5. In the decision in Pankaja v. Yellappa (2004 AIR SCW 4522), the Supreme Court considered the question whether the expiry of the period of limitation prescribed by law will disable the Court from exercising power of amendment. The Apex Court observed as follows: “The law in this regard is quite clear and consistant that there is no absolute rule that in every case where a relief is barred because of limitation an amendment should not be allowed. Discretion in such cases depends on the facts and circumstances of the case. The jurisdiction to allow or not allow an amendment being discretionary the same will have to be exercised in a judicious evaluation of the facts and circumstances in which the amendment is sought. If the granting of an amendment really subserves the ultimate cause of justice and avoids further litigation the same should be allowed. There can be no straight jacket formula for allowing or disallowing an amendment of pleadings. Each case depends upon the factual background of that case.” Earlier decisions of the Supreme Court were also referred to in that judgment. 6. As already noticed the decree-holder was justified in showing the date of decree as 5-11-1996 in the E.P. as it was the date of the decree which was passed after allowing the 1st defendant to contest the suit.
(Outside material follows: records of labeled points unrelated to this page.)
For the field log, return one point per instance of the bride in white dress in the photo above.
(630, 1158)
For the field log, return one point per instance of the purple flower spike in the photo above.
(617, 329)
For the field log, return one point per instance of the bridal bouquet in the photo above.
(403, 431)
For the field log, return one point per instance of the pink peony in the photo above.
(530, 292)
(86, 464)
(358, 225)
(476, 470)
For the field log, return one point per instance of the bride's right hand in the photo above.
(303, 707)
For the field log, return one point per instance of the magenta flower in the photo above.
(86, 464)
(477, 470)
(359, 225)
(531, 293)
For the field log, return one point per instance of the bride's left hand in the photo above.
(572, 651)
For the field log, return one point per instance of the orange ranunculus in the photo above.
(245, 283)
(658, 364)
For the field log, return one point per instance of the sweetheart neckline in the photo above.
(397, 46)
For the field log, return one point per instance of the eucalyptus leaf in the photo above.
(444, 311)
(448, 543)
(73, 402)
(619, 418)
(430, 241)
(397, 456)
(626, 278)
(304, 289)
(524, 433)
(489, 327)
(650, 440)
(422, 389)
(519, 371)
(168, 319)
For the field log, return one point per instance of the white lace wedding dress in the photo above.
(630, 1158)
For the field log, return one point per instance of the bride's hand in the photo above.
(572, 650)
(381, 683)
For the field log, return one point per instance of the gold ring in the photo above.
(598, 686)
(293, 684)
Even if the date of the decree is taken as 18-6-1986, the execution petition was filed within time and all the judgment-debtors were on the party array. Subsequently, the 1st defendant died and his legal heirs are defendants 2 and 3. In that respect also, they are bound by the decree against the 1st defendant. Since the endeavour of the Court must be to do justice between the parties, it will cause serious injustice if the decree which was not even contested is not allowed to be executed when as a matter of fact the execution petition was filed well within time. The amendment application was correctly allowed by the execution court. Therefore the C.R.P. is without any merit and it is dismissed.